If documents that have the same dimension values also have the same metric fields, then the TSDB index sorting should help keep the overhead low indeed. Lucene has a nightly benchmark that verifies that: https://home.apache.org/~mikemccand/lucenebench/sparseResults.html#index_size. It indexes the same dataset both in a dense way, and in a sparse way by giving yellow cabs and green cabs different field names, and checks index sizes of dense vs. sparse vs. sparse sorted by cab color. As you can see the space efficiency is the same in the dense and sparse sorted cases.

wchaparro commented 1 year ago

Feedback provided, closing.

martijnvg commented 1 year ago

@ruflin @felixbarny Is there anything that we need to do now for this issue? I think removing the _id / seq_no is covered in another issue.

ruflin commented 1 year ago

Feedback provided, closing.

What is the conclusion? Would be great if it could be summarised here as a final comment.

@martijnvg We need a summary on what the recommendation is. Also if there are follow up issues, can you link them here?

Most important from my side is that the Elasticsearch team is aware more and more single metrics will be ingested and TSDB needs to be able to deal with it in a good way.

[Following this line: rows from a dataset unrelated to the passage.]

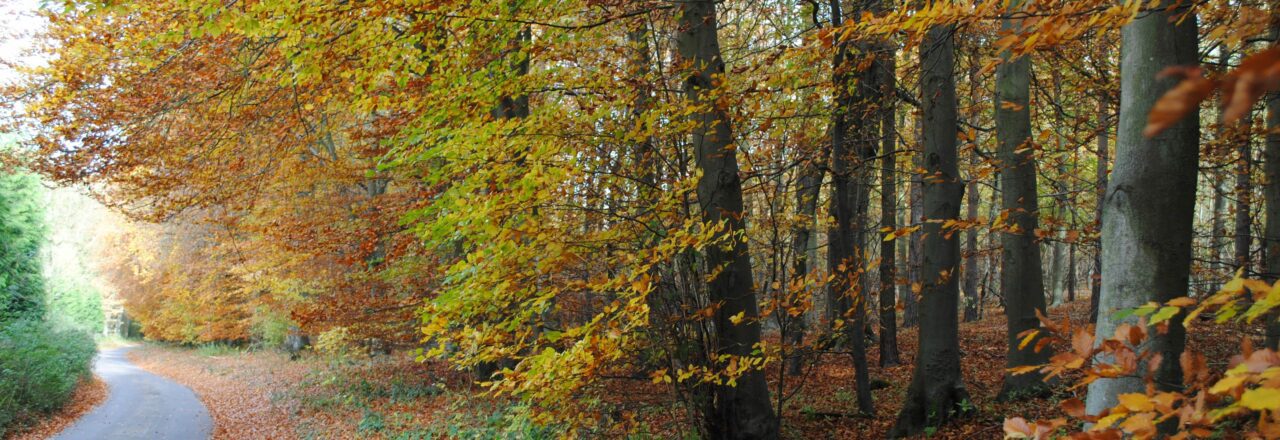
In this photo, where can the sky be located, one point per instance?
(17, 23)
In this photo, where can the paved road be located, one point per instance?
(140, 406)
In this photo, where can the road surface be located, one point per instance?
(140, 406)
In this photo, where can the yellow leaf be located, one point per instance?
(1136, 402)
(1226, 384)
(1261, 398)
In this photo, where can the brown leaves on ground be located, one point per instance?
(1256, 76)
(236, 389)
(265, 395)
(87, 395)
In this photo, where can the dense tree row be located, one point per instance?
(558, 193)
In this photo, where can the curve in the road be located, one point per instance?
(140, 406)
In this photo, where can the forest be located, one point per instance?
(698, 219)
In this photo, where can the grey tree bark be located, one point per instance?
(910, 301)
(743, 411)
(936, 393)
(850, 138)
(1271, 195)
(1022, 276)
(807, 205)
(970, 260)
(1102, 157)
(1243, 204)
(888, 214)
(1150, 202)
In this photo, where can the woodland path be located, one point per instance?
(140, 406)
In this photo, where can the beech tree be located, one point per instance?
(937, 393)
(1150, 201)
(1020, 271)
(740, 411)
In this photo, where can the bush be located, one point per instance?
(40, 366)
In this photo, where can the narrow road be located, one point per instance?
(140, 406)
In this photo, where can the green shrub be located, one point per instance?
(269, 329)
(40, 367)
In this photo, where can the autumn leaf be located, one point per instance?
(1261, 399)
(1180, 100)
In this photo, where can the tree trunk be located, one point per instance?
(1150, 202)
(1216, 235)
(1243, 204)
(1271, 193)
(807, 204)
(970, 260)
(850, 138)
(743, 411)
(910, 299)
(1104, 157)
(1022, 278)
(888, 215)
(937, 393)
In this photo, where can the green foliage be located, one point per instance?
(21, 238)
(216, 349)
(40, 367)
(74, 302)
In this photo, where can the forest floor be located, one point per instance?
(261, 394)
(88, 394)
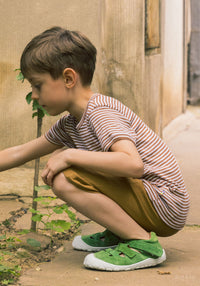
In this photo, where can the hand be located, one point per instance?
(55, 165)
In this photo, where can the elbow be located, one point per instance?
(137, 170)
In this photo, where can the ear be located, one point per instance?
(70, 77)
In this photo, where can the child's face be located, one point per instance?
(51, 94)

martijnvg commented 1 year ago

Summary of the current downsides of the one metric per document approach:

  1. Slower indexing rate because each metric will have its own _id, _seq_no and @timestamp fields.
  2. Higher disk space usage, because of the same reason as point 1.
  3. Queries would be slower, because documents of all metrics would match. So an additional filter clause is required to filter out the documents for the requested metric(s).

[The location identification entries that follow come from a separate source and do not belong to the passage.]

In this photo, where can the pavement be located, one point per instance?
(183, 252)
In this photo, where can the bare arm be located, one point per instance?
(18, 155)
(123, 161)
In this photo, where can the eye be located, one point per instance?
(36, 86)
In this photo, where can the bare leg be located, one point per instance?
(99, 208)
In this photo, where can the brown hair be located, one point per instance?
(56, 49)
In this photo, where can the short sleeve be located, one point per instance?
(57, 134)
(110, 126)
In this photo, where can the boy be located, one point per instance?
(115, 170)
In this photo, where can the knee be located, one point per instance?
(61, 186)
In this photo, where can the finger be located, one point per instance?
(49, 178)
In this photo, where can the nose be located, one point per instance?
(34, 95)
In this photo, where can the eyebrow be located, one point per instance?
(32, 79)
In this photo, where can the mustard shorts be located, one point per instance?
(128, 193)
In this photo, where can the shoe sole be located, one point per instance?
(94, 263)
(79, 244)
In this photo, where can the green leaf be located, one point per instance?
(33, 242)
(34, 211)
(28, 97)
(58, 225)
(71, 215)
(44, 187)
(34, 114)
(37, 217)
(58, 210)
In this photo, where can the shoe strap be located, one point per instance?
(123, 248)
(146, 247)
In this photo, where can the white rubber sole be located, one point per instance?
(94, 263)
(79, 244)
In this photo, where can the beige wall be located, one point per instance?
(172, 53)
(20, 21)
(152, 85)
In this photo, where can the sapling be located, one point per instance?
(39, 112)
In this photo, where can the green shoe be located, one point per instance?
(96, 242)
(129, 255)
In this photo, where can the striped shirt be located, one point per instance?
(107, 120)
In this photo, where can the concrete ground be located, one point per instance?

Trimming or removing the _id / _seq_no fields only solve part of the 1 & 2 challenges. The @timestamp field will still be indexed individually for each metric, but due to the delta of delta encoding, the storage overhead on disk would be small.

Moving to a data stream per challenge could help with challenge 3, but we likely run into another scaling issue, the number of shards/indices/data streams. Although each data stream would then have a much smaller mapping than today.

felixbarny commented 1 year ago

Queries would be slower, because documents of all metrics would match. So an additional filter clause is required to filter out the documents for the requested metric(s).

Maybe this is where a dedicated metrics query language (ESQL, PromQL) could help that automatically adds a filter on the metric name.

Moving to a data stream per [metric] could help

When creating that many different data streams, it would also make data management tasks, such as managing retention and permission very difficult. Especially when you don't want to manage that on a per-metric but on a per-service or per-team basis.

martijnvg commented 1 year ago

Maybe this is where a dedicated metrics query language (ESQL, PromQL) could help that automatically adds a filter on the metric name.

True, but we still need an additional filter that we wouldn't need otherwise.

When creating that many different data streams, it would also make data management tasks, such as managing retention and permission very difficult. Especially when you don't want to manage that on a per-metric but on a per-service or per-team basis.

Good point. This would make authorisation much more complex. Another reason against a data stream per metric.